“Kit Kittredge, An American Girl.” The movie, not the doll. It opened this week, and the reviews are enough to make one gag. “Saccharine.” “Hokiness.” “Relentless sweetness.” “Flimsy plot.”
What I wonder is what in the sam hill are newspapers doing sending 40 year old men to cover movies for 10-year-old girls? In the movie, Kit is trying to get the Cincinnati newspaper to run her writings. So, why–this is such a no-brainer that even editors should have thought of it–why not get a 10 year old girl to review this movie?
Who wants to know what the local drama expert thinks of a children’s movie? I for one don’t.
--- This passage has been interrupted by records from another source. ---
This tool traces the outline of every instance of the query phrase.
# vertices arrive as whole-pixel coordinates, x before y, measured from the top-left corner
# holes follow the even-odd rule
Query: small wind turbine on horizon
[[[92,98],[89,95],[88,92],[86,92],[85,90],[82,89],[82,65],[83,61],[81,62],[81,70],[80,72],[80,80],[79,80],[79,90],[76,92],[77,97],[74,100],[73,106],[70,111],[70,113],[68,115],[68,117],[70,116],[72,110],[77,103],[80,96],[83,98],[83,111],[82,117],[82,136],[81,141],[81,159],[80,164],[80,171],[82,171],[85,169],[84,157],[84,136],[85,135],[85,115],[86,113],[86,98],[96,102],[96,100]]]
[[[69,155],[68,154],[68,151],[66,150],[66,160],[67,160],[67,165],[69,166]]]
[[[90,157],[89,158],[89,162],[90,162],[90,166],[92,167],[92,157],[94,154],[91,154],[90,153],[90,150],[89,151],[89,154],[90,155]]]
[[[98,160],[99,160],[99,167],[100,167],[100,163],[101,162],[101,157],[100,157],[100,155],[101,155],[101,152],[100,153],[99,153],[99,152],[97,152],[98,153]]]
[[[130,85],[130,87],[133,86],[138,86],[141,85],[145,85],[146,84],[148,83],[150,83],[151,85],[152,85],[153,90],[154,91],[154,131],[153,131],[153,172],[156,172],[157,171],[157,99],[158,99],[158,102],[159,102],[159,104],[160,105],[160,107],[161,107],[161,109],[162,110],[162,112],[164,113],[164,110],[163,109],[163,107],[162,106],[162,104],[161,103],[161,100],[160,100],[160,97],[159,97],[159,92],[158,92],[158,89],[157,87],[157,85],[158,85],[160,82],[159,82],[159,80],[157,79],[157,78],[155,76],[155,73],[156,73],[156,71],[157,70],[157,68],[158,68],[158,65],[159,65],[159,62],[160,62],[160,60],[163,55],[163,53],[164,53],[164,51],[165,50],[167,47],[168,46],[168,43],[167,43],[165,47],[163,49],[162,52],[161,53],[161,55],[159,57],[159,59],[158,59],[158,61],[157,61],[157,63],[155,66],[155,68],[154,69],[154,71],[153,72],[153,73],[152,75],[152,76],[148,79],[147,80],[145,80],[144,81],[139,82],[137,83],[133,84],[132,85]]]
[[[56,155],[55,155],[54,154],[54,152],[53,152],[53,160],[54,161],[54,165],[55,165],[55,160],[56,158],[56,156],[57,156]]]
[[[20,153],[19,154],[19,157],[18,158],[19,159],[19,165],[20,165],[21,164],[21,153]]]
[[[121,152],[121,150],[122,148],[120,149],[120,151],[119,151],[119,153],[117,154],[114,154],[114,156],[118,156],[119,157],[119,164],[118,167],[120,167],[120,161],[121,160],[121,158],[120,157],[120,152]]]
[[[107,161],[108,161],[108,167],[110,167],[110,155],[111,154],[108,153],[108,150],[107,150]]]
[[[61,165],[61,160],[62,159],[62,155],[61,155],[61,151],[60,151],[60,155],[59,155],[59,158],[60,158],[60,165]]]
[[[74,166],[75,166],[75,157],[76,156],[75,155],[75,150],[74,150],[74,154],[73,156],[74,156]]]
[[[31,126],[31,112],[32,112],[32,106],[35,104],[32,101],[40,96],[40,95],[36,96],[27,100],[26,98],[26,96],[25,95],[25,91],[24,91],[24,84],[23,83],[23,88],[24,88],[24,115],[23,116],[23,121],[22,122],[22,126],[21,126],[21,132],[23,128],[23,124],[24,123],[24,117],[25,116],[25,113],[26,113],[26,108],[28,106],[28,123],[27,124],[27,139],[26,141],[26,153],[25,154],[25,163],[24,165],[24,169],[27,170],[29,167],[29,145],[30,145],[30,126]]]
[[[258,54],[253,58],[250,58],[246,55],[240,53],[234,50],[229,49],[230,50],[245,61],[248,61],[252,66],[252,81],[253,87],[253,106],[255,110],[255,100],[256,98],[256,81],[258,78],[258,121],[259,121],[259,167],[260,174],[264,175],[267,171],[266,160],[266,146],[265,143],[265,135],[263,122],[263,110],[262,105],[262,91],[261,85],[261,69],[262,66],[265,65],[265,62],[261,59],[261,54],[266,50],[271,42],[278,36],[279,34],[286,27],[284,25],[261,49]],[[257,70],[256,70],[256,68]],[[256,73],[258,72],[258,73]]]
Friday afternoon, I took our 11-year-old granddaughters, Abby and Erin, to see this movie. Until a few days ago, I had no inkling that a series of dolls exist in the name of this little girl or that to pre-teens, Kit Kittredge is as big as Nancy Drew (or maybe Barbie is a better comparison) was to earlier generations.
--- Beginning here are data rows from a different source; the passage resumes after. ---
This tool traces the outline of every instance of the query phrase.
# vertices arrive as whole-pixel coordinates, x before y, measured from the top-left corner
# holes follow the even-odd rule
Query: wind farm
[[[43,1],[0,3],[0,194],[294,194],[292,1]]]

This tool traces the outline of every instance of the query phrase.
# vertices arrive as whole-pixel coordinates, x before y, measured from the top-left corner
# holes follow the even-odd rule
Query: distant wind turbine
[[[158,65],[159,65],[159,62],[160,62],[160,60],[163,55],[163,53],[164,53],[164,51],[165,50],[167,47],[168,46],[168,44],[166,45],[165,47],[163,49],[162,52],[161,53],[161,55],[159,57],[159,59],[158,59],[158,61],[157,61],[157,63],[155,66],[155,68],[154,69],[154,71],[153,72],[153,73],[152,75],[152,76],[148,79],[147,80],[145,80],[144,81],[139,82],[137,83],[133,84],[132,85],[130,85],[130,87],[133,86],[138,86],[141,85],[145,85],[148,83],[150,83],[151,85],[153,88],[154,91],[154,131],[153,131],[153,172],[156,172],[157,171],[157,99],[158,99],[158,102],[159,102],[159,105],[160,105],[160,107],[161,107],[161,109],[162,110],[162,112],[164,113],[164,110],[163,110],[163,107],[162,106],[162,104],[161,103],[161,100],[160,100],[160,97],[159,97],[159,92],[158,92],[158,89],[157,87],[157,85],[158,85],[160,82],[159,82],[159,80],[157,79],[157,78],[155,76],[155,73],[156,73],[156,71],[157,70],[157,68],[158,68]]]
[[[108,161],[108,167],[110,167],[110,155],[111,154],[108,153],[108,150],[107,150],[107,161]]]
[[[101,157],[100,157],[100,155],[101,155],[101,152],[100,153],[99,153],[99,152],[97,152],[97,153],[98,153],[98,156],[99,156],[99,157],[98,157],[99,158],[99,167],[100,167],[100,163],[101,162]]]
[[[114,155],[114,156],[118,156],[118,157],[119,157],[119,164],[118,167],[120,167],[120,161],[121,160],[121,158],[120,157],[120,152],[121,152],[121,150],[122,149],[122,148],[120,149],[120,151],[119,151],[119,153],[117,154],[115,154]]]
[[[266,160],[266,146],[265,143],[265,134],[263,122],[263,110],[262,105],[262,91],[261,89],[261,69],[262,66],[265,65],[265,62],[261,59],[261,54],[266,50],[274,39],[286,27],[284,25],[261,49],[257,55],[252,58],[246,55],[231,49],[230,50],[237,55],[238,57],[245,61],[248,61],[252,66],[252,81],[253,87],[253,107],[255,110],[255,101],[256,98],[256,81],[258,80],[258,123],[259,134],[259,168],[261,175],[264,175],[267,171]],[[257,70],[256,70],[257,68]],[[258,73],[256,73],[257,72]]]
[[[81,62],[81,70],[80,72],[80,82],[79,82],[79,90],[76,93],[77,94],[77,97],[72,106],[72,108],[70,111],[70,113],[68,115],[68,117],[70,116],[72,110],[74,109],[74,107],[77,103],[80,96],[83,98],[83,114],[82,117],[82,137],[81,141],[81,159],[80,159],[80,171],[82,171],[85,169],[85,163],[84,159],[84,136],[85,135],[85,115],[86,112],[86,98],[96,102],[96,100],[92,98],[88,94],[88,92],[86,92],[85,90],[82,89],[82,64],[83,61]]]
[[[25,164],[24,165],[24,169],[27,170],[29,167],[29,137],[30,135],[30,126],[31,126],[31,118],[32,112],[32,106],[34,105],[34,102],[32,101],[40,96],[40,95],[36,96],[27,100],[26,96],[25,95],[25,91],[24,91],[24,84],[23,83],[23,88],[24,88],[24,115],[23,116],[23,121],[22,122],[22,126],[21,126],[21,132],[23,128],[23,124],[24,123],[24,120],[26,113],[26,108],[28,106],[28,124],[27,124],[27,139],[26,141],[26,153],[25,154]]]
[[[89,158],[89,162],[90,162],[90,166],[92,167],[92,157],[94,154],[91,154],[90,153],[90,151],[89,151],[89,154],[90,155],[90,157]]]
I was unable to take JoAnne, 10, who lives in New Hampshire or Darilyn, 10, but 11 later this month, who lives in North Carolina, with us. But wouldn’t that have been a hoot, taking all four granddaughters of that age! Anyway, I did the best I could and took the two who are nearby. It was a fun two hours.
Okay, being your typical grandpa, I would have enjoyed sitting on a park bench for two hours with those two (and moreso, those four). So the fact that I had a good time tells you nothing about the movie.
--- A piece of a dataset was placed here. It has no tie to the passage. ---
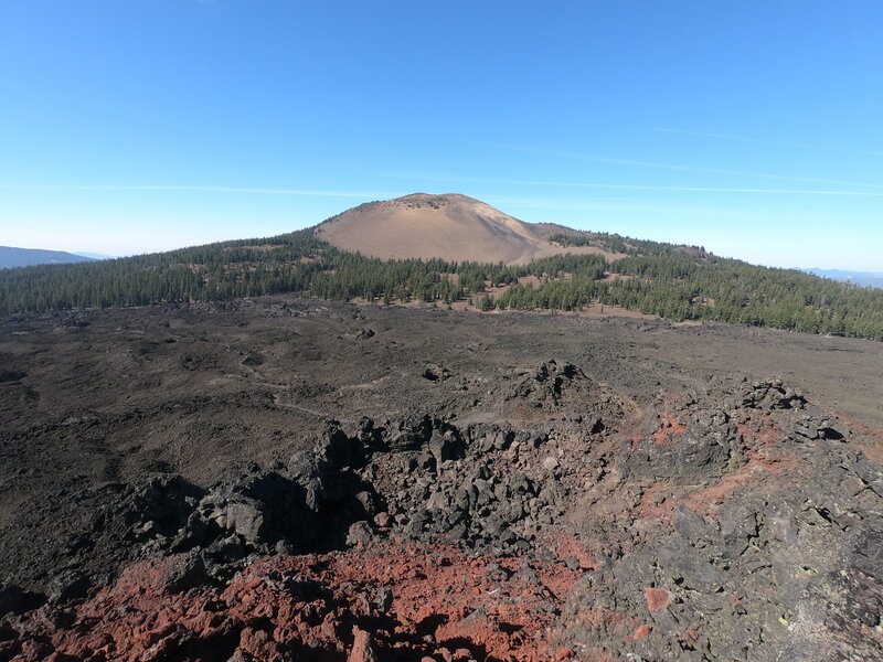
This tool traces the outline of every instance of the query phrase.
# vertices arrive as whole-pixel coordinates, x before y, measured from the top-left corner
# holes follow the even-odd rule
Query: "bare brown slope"
[[[319,225],[317,235],[342,250],[391,258],[522,264],[562,253],[597,253],[592,246],[551,244],[549,236],[573,231],[551,223],[524,223],[472,197],[415,193],[371,202]]]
Okay, the movie. I did what you do before choosing a movie, and checked it out on some of the internet rating places. Today, after seeing “Kit Kittredge,” I’d like to go back to some of the reviewers who called it “simplistic” or “formulaic” and say to them, “Hey–it’s a child’s movie! It’s not for grownups and certainly not for movie critics.”
The truth is that “Kit Kittredge” is more purely a child’s movie than most that claim that for themselves. So many cinematic offerings in that category–whether from Disney or Pixar or other well-respected houses–are fakes. The parents are sitting there enjoying the movie along with their young-uns, and getting all the little innuendos and inside jokes that were inserted for big people and no one else. Meanwhile, the kids are wondering what all the laughter is about.
In this movie, if a kid doesn’t get the joke, it was thrown out. Movie critics don’t know what to do with that.